Письмо молча передавали из рук в руки. Старик обводил всех взглядом, в котором сквозили то надежды, то страх. Врач многозначительно поднял брови.
- Явное надувательство, - тихо сказал он. - Чего другого, а хитрости у таких хватает. Они на это мастера. Только довести свой замысел до конца он не сможет. Смотрите, что сейчас будет... Слушай старик, - сказал он громко и внушительно. - Это же обман, надувательство! Ну-ка, признавайся, да гляди мне прямо в глаза. Провести нас вздумал?
Планкет с минуту смотрел на него в упор и наконец потупился. Потом сказал, улыбнувшись бессильной улыбкой:
- Где мне с вами тягаться, друзья! Доктор верно говорит. Игра проиграна. Можете теперь со старика подковы содрать. - Пошатываясь, дрожа всем телом, слабо посмеиваясь, он занял свое обычное место у стойки и погрузился в молчание. Но уже на следующий день все было забыто, и снова началась болтовня о предстоящем празднестве.
Пробежали дни, недели, наступил первый день рождества - яркий, солнечный, согретый южным ветром, веселящий сердце пробивающейся повсюду молодой травкой. И в этот день в салуне вдруг поднялась суматоха. Эбнер Дин подбежал к дремавшему на стуле Планкету и принялся тормошить его.
- Старик, проснись! Йорк приехал, жена с дочерью дожидаются тебя в коттедже на Хэвитри-Хилле!
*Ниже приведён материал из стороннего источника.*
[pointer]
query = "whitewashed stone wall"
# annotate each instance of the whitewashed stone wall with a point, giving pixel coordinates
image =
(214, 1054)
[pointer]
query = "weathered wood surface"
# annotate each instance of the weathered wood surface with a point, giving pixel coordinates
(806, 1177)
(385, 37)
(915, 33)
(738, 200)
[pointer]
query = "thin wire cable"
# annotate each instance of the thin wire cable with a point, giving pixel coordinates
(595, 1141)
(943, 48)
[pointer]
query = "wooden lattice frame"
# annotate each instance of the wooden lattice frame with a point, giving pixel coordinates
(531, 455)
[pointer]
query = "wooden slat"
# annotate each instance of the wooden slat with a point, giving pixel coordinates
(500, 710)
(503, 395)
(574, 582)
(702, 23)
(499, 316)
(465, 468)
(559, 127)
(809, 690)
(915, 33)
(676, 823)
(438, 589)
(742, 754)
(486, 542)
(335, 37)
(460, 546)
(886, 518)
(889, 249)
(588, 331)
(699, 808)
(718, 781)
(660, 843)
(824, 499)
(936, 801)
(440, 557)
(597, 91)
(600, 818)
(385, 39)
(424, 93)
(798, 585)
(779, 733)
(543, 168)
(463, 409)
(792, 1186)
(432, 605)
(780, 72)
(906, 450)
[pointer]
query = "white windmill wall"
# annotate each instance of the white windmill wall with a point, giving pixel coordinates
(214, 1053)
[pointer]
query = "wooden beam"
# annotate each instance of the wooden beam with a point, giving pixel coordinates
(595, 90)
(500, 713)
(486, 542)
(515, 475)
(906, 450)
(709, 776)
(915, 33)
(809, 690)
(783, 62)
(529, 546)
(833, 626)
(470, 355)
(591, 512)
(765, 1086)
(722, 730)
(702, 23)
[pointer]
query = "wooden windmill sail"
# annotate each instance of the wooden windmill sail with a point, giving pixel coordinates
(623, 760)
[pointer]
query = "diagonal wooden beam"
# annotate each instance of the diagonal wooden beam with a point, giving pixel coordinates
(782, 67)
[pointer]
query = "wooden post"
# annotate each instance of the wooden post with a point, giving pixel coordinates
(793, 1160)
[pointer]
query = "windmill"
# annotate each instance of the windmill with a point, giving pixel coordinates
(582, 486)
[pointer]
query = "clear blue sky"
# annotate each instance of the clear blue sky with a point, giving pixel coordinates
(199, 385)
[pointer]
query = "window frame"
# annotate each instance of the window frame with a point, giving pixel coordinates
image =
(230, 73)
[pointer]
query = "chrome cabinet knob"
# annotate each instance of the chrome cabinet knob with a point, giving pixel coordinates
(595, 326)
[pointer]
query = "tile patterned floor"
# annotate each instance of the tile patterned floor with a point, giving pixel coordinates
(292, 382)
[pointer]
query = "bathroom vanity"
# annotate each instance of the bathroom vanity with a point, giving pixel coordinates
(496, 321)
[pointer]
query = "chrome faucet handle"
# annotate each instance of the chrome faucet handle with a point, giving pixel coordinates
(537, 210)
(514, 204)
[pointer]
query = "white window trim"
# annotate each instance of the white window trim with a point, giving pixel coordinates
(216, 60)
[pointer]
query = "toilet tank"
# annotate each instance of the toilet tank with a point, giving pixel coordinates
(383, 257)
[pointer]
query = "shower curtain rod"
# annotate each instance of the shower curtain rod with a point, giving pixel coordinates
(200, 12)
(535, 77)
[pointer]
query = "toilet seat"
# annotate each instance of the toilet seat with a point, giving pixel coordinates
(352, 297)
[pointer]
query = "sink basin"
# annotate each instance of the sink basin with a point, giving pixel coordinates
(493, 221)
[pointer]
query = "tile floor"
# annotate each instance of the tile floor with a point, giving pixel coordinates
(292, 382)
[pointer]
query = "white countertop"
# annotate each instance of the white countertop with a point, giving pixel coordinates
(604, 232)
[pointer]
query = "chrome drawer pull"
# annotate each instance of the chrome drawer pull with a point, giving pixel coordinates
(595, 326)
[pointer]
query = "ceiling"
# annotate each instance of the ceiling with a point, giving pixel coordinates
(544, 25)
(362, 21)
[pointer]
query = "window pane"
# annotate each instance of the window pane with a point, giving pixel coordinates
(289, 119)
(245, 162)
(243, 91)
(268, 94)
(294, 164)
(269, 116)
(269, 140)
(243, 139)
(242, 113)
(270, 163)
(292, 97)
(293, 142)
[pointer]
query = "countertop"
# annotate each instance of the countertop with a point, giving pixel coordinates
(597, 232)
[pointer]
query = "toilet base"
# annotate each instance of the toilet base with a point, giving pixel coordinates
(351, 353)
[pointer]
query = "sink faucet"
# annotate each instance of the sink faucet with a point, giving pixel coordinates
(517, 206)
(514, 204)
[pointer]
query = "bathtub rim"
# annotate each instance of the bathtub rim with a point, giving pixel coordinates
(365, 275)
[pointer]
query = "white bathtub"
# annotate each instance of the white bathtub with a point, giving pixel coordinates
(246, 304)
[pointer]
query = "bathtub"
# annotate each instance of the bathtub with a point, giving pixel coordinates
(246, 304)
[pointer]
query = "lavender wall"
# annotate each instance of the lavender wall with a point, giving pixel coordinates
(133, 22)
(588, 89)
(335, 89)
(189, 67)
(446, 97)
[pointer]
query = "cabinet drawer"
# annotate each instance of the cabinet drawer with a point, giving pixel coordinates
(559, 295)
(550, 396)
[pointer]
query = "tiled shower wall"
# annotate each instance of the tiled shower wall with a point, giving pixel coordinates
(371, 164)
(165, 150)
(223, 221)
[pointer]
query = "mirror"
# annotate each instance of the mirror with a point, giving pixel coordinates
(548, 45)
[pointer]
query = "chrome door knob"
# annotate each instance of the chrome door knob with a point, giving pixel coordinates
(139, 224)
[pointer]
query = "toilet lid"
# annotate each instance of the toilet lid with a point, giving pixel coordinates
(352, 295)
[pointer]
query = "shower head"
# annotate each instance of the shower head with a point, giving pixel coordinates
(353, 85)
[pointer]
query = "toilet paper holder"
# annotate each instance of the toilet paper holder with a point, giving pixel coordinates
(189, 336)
Пойдем, старик! Ну-ка, друзья, поможем ему! - И несколько пар сильных рук с готовностью подняли старика, торжественно пронесли его сначала по улице, потом вверх по крутому склону горы и опустили, вырывающегося, оторопелого, у порога маленького коттеджа. В ту же самую минуту навстречу ему кинулись две женщины, но Генри Йорк остановил их.
Старик еле стоял на ногах. Дрожа всем телом, он сделал над собой мучительное усилие и выпрямился во весь рост. Взгляд его застыл, щеки посерели, голос прозвучал глухо:
- Все это обман, ложь! Они не родные мне, они чужие! Это не моя жена, не моя дочь. Моя дочь - красавица! Слышите вы? Красавица! Она в Нью-Йорке, у матери, я привезу ее сюда. Я говорил, что поеду домой, и я ездил домой слышите? Я ездил домой! Стыдно издеваться над стариком! Пустите меня! Уберите отсюда этих женщин. Пустите меня. Я поеду домой... домой!
Он судорожно взмахнул руками, рванулся в сторону, упал боком на ступеньки и скатился наземь. Его кинулись поднимать, но помощь опоздала: старик Планкет отправился домой.